“
And they say she has hair like the ravens
Her eyes, Panamanian seas
So green like the fields clover-laden
Vast like Mountains of Mourne over seas.
She carries her heart in her iris
The shimmering, Delphian deep
But you shan’t see natives there diving
For they fear what awaits in her keep.
Her darkness is gravity, drawing
A siren the sailors should know
The nymphs and the mermaids are spawning
A plan to entangle her glow.
“Very dark are the times, Aphrodite,
And dark will they be ever more
For the hearts of the men don’t fall lightly
And your lover won’t darken your door.”
Come with me, ‘fore the dark sets to claim you
And your beauty is lost in the deep
Where the mermaids are waiting to maim you
Where the nymphs have a noose for your sleep.

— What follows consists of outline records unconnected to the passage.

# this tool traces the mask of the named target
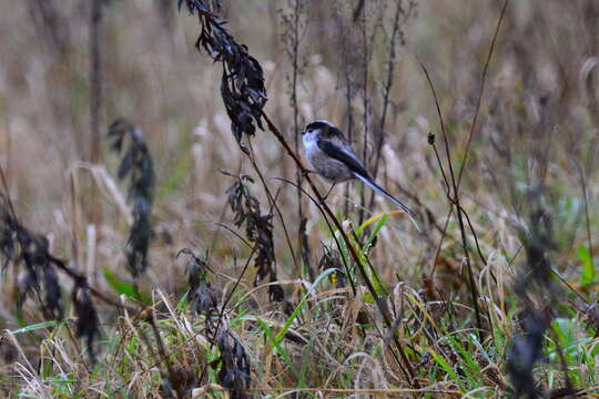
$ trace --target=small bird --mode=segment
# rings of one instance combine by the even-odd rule
[[[399,205],[410,218],[416,216],[412,209],[370,178],[364,163],[354,153],[342,131],[333,123],[325,120],[308,123],[302,132],[302,141],[306,151],[306,157],[316,170],[315,172],[333,183],[324,197],[325,200],[331,194],[333,187],[335,187],[335,184],[359,178],[375,192],[385,195]],[[414,219],[413,222],[416,223]]]

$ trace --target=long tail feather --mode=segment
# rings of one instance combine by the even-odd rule
[[[422,232],[420,229],[420,226],[418,225],[418,223],[416,222],[415,217],[416,217],[416,214],[410,209],[408,208],[406,205],[404,205],[399,200],[397,200],[396,197],[394,197],[393,195],[390,195],[389,193],[387,193],[387,191],[385,188],[383,188],[382,186],[379,186],[378,184],[376,184],[375,182],[373,182],[372,178],[369,177],[365,177],[361,174],[357,174],[354,172],[354,176],[356,176],[357,178],[359,178],[361,181],[364,182],[364,184],[368,185],[370,188],[373,188],[375,192],[377,192],[378,194],[383,194],[385,195],[387,198],[389,198],[390,201],[393,201],[394,203],[396,203],[400,208],[402,211],[404,211],[410,218],[412,223],[414,223],[414,225],[416,226],[416,228],[418,229],[418,232]]]

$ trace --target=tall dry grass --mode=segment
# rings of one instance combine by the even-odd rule
[[[335,122],[377,181],[422,215],[423,234],[392,213],[355,239],[353,229],[394,211],[390,203],[358,184],[327,200],[357,250],[368,245],[363,262],[390,325],[357,263],[336,252],[334,238],[342,249],[343,239],[318,204],[282,181],[307,190],[271,132],[246,142],[251,156],[240,151],[221,99],[221,66],[194,49],[196,17],[167,1],[98,3],[97,78],[89,4],[0,4],[0,162],[17,216],[48,237],[54,256],[115,300],[119,282],[134,282],[136,294],[122,297],[120,308],[95,299],[93,365],[73,319],[38,325],[34,300],[16,309],[20,269],[4,267],[7,396],[225,397],[231,376],[248,377],[232,391],[237,397],[596,395],[599,6],[592,0],[509,2],[485,80],[502,1],[251,0],[223,2],[217,11],[261,63],[264,110],[290,144],[313,119]],[[135,219],[128,186],[116,178],[121,158],[108,141],[98,149],[93,139],[94,126],[106,134],[119,116],[144,132],[155,171],[154,236],[149,267],[136,279],[125,266]],[[456,178],[464,165],[458,200],[468,217],[461,231],[471,280],[455,207],[449,213],[456,198],[444,136]],[[260,203],[257,217],[272,215],[274,272],[263,276],[253,267],[250,228],[235,225],[229,203],[227,190],[244,174],[255,181],[245,183]],[[197,263],[177,257],[182,248]],[[348,276],[339,273],[344,260]],[[68,276],[59,277],[71,291]],[[195,303],[184,295],[190,285]],[[281,295],[283,301],[273,300]],[[398,361],[394,339],[409,366]],[[406,377],[406,367],[416,378]]]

Come with me in the night, Aphrodite
I’m the last of your suitable hopes
Take my hand and I’ll ever so slightly
Relieve you of all of your woes.”
“Very dark are my days now, my suitor
But darker I’d see them with you
My lover has fled me in anger
And my beauty has taken its due.
The trees and the stalks try to steal me
The lakes swirl to swallow me whole
But such fates I will beg to come claim me
Should I ever be found in your hold.
My lover is gone but a moment,
Or forever—my heart counteth not
I’ll defend it until earth is over
Even after I die, as I rot.”
And they say she had hair like the ravens
Her eyes, Panamanian seas
Aphrodite, the fairest of maidens
Her enemies water and trees.
The water sought so to drown her
The waves craving beauty so sweet
The creatures would hiss but renown her
As she climbed the world’s rockiest peaks.
It was there that she battled the forest
The nymphs and her suitors and all
With her sword and her soul’s haunting chorus
For the lover she couldn’t enthrall.